Hubert Bobo

No. 84, 57
- Position: Linebacker

Personal information
- Born: July 2, 1934 Athens, Ohio, U.S.
- Died: September 1, 1999 (aged 65) Nevada, U.S.
- Listed height: 6 ft 0 in (1.83 m)
- Listed weight: 220 lb (100 kg)

Career information
- College: Ohio State
- NFL draft: 1957 (13th round, 146th overall pick)

Career history
- Hamilton Tiger-Cats (1958); Los Angeles Chargers (1960); New York Titans (1961–1962);

Awards and highlights
- National champion (1954); Second-team All-Big Ten (1954);

Career AFL statistics
- Interceptions: 5
- Sacks: 2
- Stats at Pro Football Reference

= Hubert Bobo =

American football player (1934–1999)

Hubert Lee Bobo (July 2, 1934 – September 1, 1999) was an American professional football player who was a linebacker in the American Football League (AFL) and Canadian Football League (CFL).
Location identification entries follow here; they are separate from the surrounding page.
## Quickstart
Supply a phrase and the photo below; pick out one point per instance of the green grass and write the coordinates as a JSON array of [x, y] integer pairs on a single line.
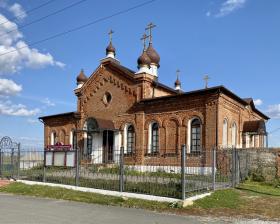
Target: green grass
[[260, 188], [242, 202], [228, 198], [65, 194]]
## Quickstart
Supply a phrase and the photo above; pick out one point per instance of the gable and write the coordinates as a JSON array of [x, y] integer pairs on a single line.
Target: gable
[[108, 92]]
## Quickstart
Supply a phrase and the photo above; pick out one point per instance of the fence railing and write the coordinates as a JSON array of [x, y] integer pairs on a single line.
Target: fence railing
[[178, 175]]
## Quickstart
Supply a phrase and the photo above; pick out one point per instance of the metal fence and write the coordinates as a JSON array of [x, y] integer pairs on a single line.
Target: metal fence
[[171, 173]]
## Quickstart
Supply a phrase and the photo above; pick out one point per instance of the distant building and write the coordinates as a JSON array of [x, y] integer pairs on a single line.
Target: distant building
[[120, 107]]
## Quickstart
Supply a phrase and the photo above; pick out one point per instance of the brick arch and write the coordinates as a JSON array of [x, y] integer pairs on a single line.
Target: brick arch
[[121, 127], [191, 116], [62, 134], [177, 119], [149, 121]]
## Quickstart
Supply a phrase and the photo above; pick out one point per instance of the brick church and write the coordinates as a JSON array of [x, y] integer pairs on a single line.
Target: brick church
[[117, 106]]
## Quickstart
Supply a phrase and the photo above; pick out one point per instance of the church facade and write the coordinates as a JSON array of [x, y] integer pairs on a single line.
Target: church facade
[[120, 107]]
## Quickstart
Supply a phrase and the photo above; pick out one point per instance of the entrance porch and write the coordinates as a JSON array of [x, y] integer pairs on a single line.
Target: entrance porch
[[99, 142]]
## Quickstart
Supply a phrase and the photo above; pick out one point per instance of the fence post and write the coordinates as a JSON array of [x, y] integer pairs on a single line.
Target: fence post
[[214, 168], [183, 176], [44, 167], [77, 167], [18, 162], [237, 167], [12, 162], [121, 176], [1, 163]]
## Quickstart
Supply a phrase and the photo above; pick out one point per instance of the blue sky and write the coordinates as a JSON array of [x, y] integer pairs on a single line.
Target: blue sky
[[235, 42]]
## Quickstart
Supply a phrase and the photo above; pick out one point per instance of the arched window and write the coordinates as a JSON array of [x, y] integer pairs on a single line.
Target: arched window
[[233, 134], [195, 135], [154, 138], [53, 138], [130, 139], [225, 134], [62, 137]]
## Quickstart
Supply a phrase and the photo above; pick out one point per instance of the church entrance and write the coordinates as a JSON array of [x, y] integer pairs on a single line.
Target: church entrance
[[108, 146]]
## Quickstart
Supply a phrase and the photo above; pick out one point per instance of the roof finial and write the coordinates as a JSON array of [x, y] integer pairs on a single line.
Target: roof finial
[[177, 83], [144, 37], [111, 34], [149, 27], [177, 73], [206, 79], [110, 50]]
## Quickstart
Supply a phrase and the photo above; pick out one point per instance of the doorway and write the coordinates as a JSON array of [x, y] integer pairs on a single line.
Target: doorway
[[108, 144]]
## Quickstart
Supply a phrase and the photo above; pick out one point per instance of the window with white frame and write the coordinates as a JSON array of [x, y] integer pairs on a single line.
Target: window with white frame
[[130, 139], [154, 137], [195, 129], [234, 134], [53, 138], [225, 133]]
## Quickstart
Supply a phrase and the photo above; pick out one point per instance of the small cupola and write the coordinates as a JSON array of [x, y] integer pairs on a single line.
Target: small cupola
[[153, 55], [110, 50], [177, 84], [81, 79], [144, 61]]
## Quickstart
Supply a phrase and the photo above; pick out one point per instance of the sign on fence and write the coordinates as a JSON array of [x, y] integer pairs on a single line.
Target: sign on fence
[[60, 155]]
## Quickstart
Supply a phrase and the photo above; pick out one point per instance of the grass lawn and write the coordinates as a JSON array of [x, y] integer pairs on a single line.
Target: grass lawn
[[250, 199]]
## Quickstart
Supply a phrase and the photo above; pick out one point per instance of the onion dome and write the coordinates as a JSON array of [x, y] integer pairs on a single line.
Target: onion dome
[[81, 78], [177, 83], [144, 60], [153, 55], [110, 49]]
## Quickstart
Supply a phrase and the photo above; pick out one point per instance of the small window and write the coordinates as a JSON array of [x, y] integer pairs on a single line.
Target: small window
[[233, 134], [130, 139], [53, 138], [225, 133], [89, 144], [195, 135], [154, 138], [107, 98]]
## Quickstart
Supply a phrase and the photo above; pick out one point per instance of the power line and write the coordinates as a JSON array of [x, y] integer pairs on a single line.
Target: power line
[[82, 26], [44, 17], [27, 12]]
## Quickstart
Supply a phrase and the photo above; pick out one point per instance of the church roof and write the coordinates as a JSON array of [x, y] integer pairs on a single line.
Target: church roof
[[131, 75], [212, 90], [67, 114], [254, 127]]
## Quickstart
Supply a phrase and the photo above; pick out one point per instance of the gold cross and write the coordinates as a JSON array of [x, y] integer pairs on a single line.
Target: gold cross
[[144, 37], [149, 27], [206, 79], [177, 73], [110, 34]]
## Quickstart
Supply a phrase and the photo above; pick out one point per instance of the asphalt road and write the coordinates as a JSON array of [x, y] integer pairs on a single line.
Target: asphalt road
[[21, 209]]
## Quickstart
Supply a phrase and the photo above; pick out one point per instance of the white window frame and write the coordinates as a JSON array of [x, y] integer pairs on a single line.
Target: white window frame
[[150, 136], [189, 134], [225, 133]]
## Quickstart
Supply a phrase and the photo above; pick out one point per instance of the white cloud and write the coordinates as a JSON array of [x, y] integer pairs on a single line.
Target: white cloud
[[17, 11], [48, 102], [273, 111], [230, 6], [258, 102], [8, 108], [9, 87], [15, 54], [32, 121]]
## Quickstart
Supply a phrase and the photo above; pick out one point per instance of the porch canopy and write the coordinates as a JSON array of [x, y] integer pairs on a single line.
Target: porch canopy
[[254, 127], [97, 125]]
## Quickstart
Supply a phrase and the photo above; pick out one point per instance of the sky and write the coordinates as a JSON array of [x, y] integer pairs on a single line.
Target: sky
[[235, 42]]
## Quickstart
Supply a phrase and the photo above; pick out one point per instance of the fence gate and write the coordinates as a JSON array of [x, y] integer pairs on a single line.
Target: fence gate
[[9, 157]]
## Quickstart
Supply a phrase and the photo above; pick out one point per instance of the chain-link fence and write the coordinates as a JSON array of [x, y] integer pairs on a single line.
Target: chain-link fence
[[176, 173]]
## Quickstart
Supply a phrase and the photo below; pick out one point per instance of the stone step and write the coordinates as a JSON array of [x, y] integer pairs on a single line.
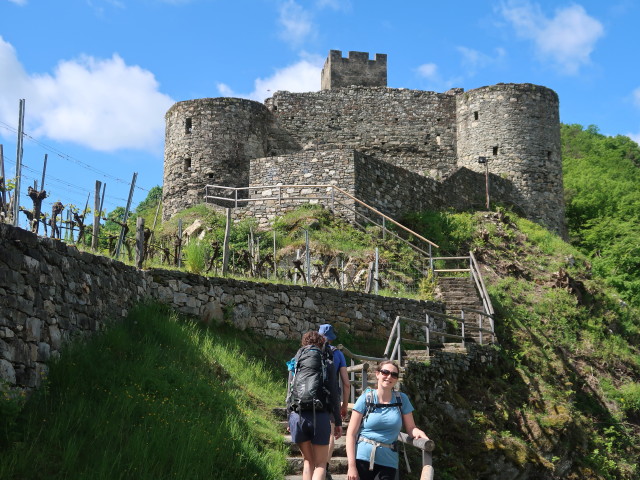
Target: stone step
[[336, 465], [339, 450], [334, 476]]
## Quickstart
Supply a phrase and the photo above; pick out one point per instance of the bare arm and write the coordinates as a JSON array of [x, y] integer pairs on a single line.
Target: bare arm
[[346, 390], [352, 433]]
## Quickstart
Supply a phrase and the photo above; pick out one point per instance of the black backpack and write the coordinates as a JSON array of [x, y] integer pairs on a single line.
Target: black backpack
[[309, 388]]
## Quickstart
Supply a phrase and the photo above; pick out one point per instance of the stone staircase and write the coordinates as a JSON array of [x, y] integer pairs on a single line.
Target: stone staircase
[[458, 293]]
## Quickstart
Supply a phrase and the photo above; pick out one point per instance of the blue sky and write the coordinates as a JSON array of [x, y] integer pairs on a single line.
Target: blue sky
[[99, 75]]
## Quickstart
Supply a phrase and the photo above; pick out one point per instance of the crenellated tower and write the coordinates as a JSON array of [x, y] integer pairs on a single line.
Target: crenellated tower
[[357, 69], [515, 128], [393, 148]]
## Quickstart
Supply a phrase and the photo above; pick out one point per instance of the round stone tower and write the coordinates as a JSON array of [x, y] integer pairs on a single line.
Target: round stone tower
[[513, 131], [210, 141]]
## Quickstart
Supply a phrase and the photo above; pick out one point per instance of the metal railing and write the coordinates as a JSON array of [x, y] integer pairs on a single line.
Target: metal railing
[[474, 272], [333, 199]]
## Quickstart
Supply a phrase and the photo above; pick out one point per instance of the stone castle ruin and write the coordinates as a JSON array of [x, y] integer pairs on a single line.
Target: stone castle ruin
[[396, 149]]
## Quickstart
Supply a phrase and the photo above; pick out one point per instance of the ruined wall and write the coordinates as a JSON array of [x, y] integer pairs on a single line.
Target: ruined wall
[[211, 141], [356, 69], [51, 293], [517, 128], [309, 167], [411, 129]]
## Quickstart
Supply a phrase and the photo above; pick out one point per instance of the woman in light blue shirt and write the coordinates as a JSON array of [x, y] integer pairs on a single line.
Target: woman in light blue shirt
[[376, 420]]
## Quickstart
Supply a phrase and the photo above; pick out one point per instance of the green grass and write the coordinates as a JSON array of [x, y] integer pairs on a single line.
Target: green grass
[[155, 396]]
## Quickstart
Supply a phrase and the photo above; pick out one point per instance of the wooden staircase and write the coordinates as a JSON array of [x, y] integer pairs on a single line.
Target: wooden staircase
[[458, 293]]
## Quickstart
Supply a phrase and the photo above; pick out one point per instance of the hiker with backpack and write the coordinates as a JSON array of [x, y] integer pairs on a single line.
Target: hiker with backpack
[[312, 401], [340, 364], [376, 420]]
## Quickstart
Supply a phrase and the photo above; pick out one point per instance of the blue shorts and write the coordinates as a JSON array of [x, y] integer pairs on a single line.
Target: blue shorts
[[303, 430]]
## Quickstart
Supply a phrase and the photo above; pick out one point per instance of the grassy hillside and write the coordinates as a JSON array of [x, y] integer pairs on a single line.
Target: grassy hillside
[[159, 395], [153, 397], [564, 400]]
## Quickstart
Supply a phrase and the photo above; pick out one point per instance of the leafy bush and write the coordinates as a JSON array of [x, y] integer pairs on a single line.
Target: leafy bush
[[196, 255], [630, 398]]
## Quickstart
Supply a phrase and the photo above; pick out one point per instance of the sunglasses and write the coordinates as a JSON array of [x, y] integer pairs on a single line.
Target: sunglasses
[[386, 372]]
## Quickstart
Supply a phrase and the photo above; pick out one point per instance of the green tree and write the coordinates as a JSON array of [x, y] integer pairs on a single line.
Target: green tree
[[602, 194]]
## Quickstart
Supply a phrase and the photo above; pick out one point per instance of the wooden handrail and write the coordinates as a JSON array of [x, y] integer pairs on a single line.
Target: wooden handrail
[[362, 358]]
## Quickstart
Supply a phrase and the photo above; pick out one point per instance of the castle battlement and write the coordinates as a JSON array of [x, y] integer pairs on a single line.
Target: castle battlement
[[357, 69], [424, 146]]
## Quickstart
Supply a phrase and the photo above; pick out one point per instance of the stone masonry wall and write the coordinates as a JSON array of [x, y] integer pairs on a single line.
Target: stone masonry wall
[[517, 128], [356, 69], [399, 126], [51, 293]]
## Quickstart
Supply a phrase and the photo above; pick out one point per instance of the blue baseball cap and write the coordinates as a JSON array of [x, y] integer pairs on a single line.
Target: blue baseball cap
[[327, 331]]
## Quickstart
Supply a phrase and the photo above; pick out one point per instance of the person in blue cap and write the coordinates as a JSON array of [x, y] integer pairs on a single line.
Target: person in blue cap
[[340, 363]]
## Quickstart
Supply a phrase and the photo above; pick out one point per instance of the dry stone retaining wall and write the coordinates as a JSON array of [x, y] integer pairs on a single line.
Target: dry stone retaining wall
[[51, 293]]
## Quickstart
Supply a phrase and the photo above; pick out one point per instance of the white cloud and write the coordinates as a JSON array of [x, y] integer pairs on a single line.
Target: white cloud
[[428, 70], [474, 60], [303, 76], [339, 5], [296, 23], [567, 39], [105, 105]]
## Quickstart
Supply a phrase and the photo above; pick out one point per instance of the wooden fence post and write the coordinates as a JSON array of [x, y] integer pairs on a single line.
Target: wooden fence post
[[139, 242], [225, 248]]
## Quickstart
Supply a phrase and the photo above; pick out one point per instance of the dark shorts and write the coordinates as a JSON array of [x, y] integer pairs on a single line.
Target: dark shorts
[[379, 472], [303, 429]]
He played college football for the Ohio State Buckeyes, and then played in the AFL for the Los Angeles Chargers in 1960 and the New York Titans from 1961–1962. Hubert also played in the CFL during the 1958 season as a member of the Hamilton Tiger-Cats. Prior to his pro career, Bobo was a dominating force in high school football when he played as running back, linebacker, and kicker. Bobo still to this day holds several state of Ohio and national records for his efforts at the high school level. After his high school career ended, Bobo attended Ohio State University sharing a backfield with Bobby Watkins and Howard "Hopalong" Cassady helping lead the Buckeyes to an undefeated season and the 1954 National Championship.